The word "survivor" implies the original "survivorship bias" scenario, which is that dead people don't report their results. But that's not a strict definition for common use. The point is that you introduce a survivor bias if you are recording two outcomes, but one of them is less likely to be reported than the other.

Despite all of what you said, the fact remains that you are basing your conclusion on the idea that you have some sort of accurate accounting of rebreather mishaps over a large population. And as far as I know, no one really has that for stuff like CO2 hits.

You could assemble a fatality database, since it's pretty rare that those don't get reported somehow. But you said it yourself - "all are possibilities that we can't conclusively know". So the burden of proof is on the positive.

If you want to convince me that as a general rule, it's safe to run your scrubber for 150% of the published stack time if the water temperature is greater than 18C, or something like that, I'm going to ask how you know that. It's not an unreasonable question. If the answer is that all of these CCR divers in the Caribbean are doing that, then I'm going to want to know how I compare to them, both in terms of CO2 production and of sensitivity to hypercapnea. And I'm going to want to know what their dive profiles are and their workload. Imagine trying to publish this.
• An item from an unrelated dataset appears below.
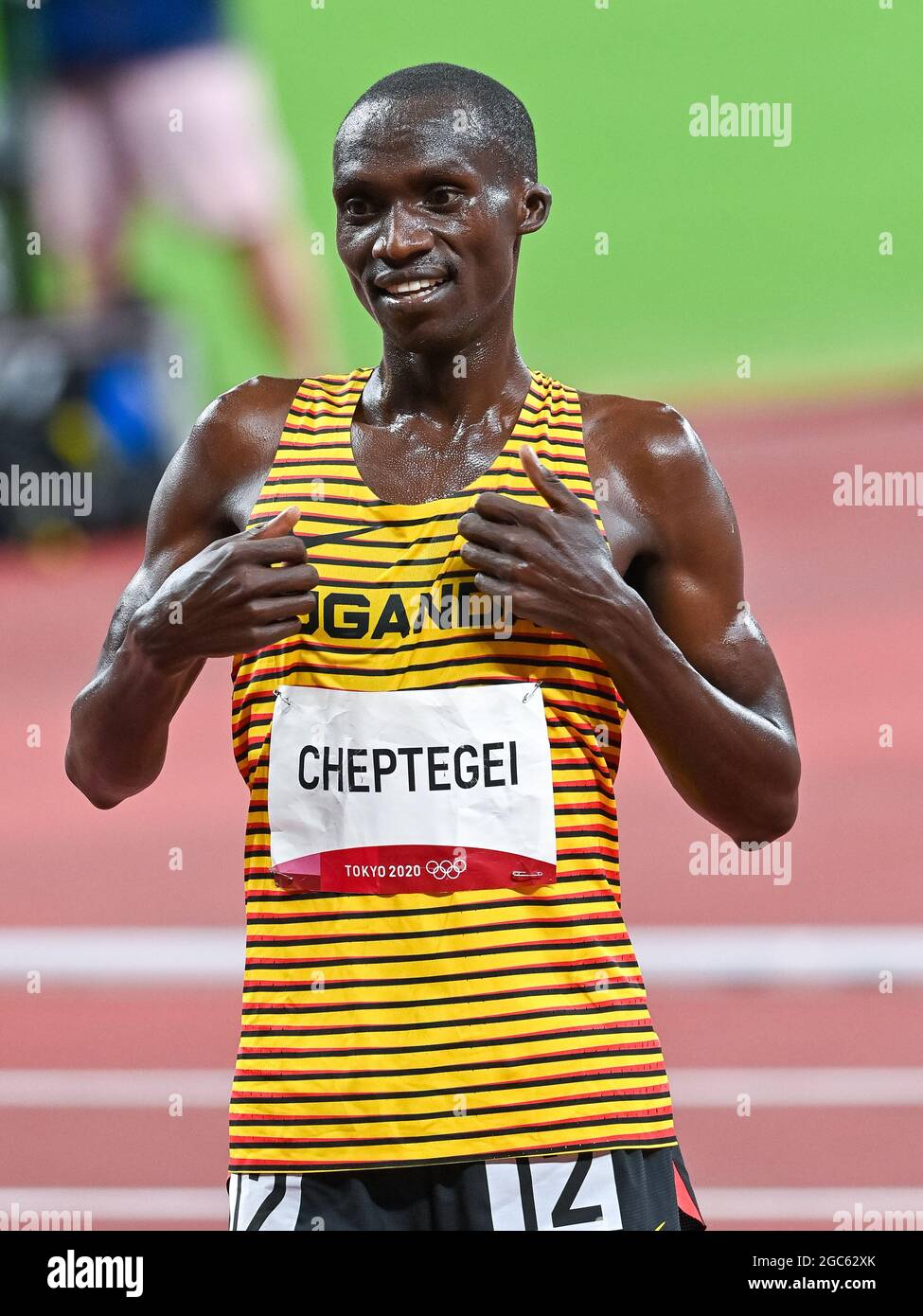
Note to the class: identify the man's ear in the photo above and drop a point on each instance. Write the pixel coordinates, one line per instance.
(536, 205)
Someone is going to ask for your materials and methods.

We keep going round and round the same issue. I'm not "overlooking contrary data". I'm saying that what you are calling contrary data, I consider to be anecdotal data. I mean, why not work this out and publish it? It would be useful to the rebreather community to have more versions of that breakthrough graph, so that you would actually know scrubber behavior from a reproducible experiment.